In fact, many companies are beginning to lift the pre-trip requirements they implemented during the pandemic, said Will Tate, managing partner of travel management consultancy Goldspring Consulting, but still aren’t allowing a free-for-all of unlimited business travel.
“We saw huge numbers of people move into pre-trip approval requirements, and now you’re starting to see that dissipate,” Tate said. “I’d say half to three-quarters of our clients came into pre-trip, but now they’re letting it go back.”
Still, Tate noted a level of pre-trip scrutiny that differs from pre-pandemic levels. “It seems like there is a greater scrutiny on the [return on investment] of any particular given trip,” he said. “It seems as if buyers’ organizations are now saying, I know everyone went for whatever they went for, but now I think we do want to know a little bit more about what are we going to accomplish. Do we really need five people going to the conference or will three people do that?”
Mike Cameron, CEO of Salt Lake City-based travel management company Christopherson Business Travel, told BTN in an email that he suggested clients gear re-entry procedures toward the employees for whom business travel is most critical.

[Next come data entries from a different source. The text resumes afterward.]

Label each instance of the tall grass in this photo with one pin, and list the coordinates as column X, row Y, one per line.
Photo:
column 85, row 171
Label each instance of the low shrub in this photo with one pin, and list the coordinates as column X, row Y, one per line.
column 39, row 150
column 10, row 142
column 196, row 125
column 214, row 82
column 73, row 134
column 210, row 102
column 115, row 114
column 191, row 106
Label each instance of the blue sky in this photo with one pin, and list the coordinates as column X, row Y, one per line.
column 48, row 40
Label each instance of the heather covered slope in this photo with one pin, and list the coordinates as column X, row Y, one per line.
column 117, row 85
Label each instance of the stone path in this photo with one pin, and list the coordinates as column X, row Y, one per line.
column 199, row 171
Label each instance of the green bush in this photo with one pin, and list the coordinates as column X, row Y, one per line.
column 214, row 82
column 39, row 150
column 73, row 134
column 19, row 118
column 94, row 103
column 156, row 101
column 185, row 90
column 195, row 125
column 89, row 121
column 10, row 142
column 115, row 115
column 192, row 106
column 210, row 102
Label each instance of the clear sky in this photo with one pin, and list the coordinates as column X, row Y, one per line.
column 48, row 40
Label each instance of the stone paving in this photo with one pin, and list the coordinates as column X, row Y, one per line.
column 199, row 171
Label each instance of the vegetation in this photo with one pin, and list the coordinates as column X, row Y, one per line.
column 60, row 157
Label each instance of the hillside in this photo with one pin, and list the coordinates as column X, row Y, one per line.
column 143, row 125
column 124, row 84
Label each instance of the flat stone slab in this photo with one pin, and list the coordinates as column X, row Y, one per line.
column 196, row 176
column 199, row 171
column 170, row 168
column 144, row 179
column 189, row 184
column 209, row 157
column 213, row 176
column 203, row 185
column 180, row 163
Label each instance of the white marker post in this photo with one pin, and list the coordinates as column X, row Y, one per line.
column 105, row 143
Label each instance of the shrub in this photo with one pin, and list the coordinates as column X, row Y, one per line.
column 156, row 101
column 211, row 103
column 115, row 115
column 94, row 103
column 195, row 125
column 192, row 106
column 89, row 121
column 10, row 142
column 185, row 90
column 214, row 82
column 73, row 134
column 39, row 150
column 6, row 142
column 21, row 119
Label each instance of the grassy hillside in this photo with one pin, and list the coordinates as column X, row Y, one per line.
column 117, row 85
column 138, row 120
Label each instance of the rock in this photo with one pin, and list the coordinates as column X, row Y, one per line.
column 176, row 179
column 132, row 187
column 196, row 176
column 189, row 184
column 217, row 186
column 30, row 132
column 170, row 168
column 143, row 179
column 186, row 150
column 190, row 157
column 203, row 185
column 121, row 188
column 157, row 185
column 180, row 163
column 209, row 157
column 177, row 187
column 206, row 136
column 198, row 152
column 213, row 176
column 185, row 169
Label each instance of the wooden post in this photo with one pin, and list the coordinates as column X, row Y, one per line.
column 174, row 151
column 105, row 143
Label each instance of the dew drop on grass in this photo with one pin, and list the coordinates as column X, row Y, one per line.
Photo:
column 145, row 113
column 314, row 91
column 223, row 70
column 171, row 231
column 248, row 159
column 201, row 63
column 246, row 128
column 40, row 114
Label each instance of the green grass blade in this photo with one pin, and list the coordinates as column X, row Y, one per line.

“We’re recommending that clients evaluate the types of travel their organization requires to determine what’s necessary and purposeful, and then begin with those travelers re-entering first,” according to Cameron. “This requires alignment among an organization’s stakeholders, as well as engaging and listening to the needs of their business travelers.”

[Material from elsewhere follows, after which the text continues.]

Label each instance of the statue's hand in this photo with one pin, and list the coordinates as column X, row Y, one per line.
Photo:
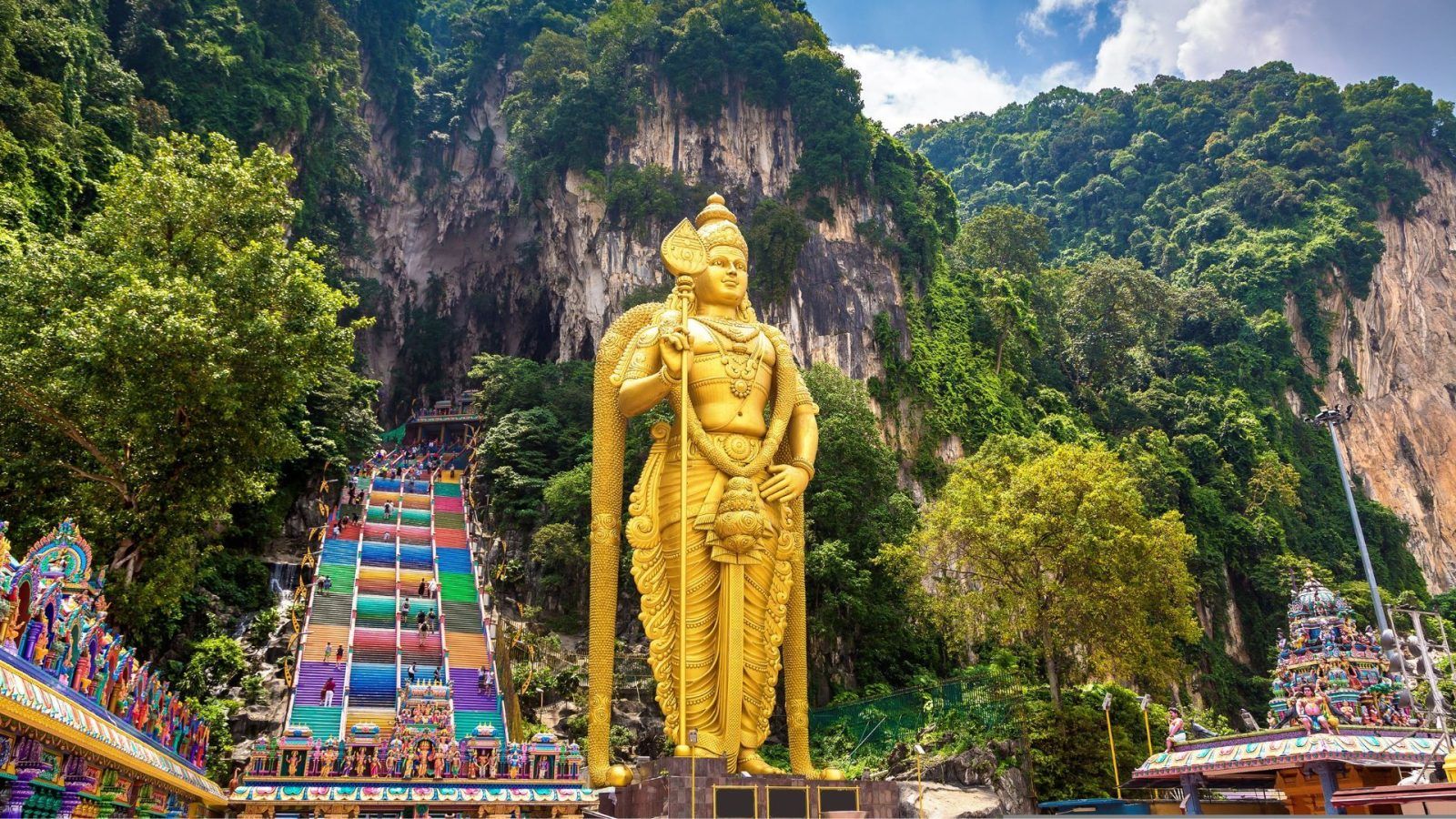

Cameron also noted some employees aren’t yet comfortable with the notion of business travel, and companies should take that into consideration when implementing re-entry procedures.
Companies also likely will have to consider how to approach business travel for another group of employees: those who have not received the Covid-19 vaccine, or a full-course of it. Some companies during the pandemic banned such employees from business travel just as some banned them from onsite work premises.
“A lot of companies are requiring vaccinations,” according to Brandon Strauss, co-founder and partner of business travel consultancy KesselRun Corporate Travel Solutions. For some, “there’s an unwritten policy that says, you don’t have to come back, but you ought to. And if you come back, you have to be vaccinated.”
“We do have some companies that require their people to be vaccinated to travel, and we have others who do not. It’s typically the bigger companies that are requiring the vaccination,” Adtrav’s Hale said, who said the TMC could help companies deploy pre-trip approval systems that can deny travel for any reason, vaccine-related or otherwise. “We don’t know if they’re denying that travel because they’re not vaccinated or they’re just denying the travel,” he said.